Cooking Instructions
  1. In a large skillet over medium heat, add the bacon strips in a single layer. Cook for 6–8 minutes, flipping occasionally until crispy and golden brown. Transfer the bacon to a plate lined with paper towels to absorb excess grease, leaving behind that irresistible flavor in the skillet for the chicken.
  2. While the bacon cools, pat the chicken breasts dry with a paper towel. Evenly season both sides with garlic powder, onion powder, smoked paprika, salt, and pepper.
  3. In the same skillet with the residual bacon fat, drizzle a bit of olive oil over medium-high heat and add the seasoned chicken. Cook for 6–7 minutes per side, or until golden brown and the internal temperature reaches 165°F. Let it rest for 3–5 minutes before slicing.
  4. In a mixing bowl, mash the avocado until smooth and creamy. Stir in ranch dressing and lime juice until everything is well combined.
  5. Toast the sourdough bread slices in the same skillet until golden and crispy, about 1–2 minutes per side.
  6. Spread a generous amount of avocado ranch on two slices of toasted bread, then layer with romaine lettuce, chicken, bacon, tomato, and cheese. Top with the remaining bread slices.
  7. Carefully slice the sandwiches in half for easy handling.

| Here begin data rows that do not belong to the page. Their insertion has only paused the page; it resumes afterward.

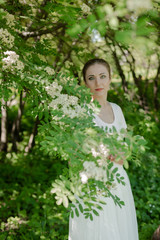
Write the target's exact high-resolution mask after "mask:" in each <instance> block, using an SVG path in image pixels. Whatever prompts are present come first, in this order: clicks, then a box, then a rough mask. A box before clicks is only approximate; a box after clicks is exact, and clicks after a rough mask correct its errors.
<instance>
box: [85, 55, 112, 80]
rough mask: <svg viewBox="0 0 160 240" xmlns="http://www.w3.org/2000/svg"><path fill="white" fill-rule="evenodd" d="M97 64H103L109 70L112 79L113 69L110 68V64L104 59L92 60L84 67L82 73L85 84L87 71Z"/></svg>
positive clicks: (100, 58)
mask: <svg viewBox="0 0 160 240" xmlns="http://www.w3.org/2000/svg"><path fill="white" fill-rule="evenodd" d="M95 63H98V64H103V65H104V66H105V67H106V68H107V70H108V73H109V78H111V68H110V65H109V63H108V62H106V61H105V60H104V59H101V58H94V59H90V60H89V61H88V62H86V64H85V65H84V67H83V70H82V73H83V79H84V81H85V82H86V71H87V69H88V68H89V67H90V66H91V65H93V64H95Z"/></svg>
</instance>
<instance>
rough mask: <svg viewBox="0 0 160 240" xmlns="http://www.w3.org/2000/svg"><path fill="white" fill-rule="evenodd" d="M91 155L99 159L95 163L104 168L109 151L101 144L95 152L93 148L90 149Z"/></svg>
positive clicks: (106, 164) (99, 145) (105, 164)
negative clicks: (90, 151)
mask: <svg viewBox="0 0 160 240" xmlns="http://www.w3.org/2000/svg"><path fill="white" fill-rule="evenodd" d="M91 153H92V155H93V156H94V157H100V158H99V159H98V160H97V162H98V165H99V166H106V165H107V161H106V158H107V157H108V156H109V149H108V148H107V147H106V146H105V145H104V144H103V143H102V144H100V145H99V146H98V148H97V151H96V149H95V148H91Z"/></svg>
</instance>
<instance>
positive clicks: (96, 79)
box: [95, 77, 100, 86]
mask: <svg viewBox="0 0 160 240" xmlns="http://www.w3.org/2000/svg"><path fill="white" fill-rule="evenodd" d="M95 82H96V85H97V86H98V85H99V83H100V78H99V77H96V81H95Z"/></svg>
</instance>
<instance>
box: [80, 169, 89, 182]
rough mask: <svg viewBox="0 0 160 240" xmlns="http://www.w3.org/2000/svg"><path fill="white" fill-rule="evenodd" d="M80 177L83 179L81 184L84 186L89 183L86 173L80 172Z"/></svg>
mask: <svg viewBox="0 0 160 240" xmlns="http://www.w3.org/2000/svg"><path fill="white" fill-rule="evenodd" d="M80 177H81V182H82V183H83V184H85V183H87V181H88V176H87V175H86V173H85V172H80Z"/></svg>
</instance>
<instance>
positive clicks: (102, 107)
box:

Serve immediately, pairing with chips or a light salad.

Nutrition

Serving: 1sandwichCalories: 600kcalCarbohydrates: 45gProtein: 35gFat: 30gSaturated Fat: 10gPolyunsaturated Fat: 5gMonounsaturated Fat: 15gCholesterol: 80mgSodium: 900mgPotassium: 800mgFiber: 4gSugar: 5gVitamin A: 15IUVitamin C: 25mgCalcium: 20mgIron: 10mg

Notes

Feel free to swap ingredients like bacon or cheese for a customizable experience. Ensure chicken is cooked through for safety.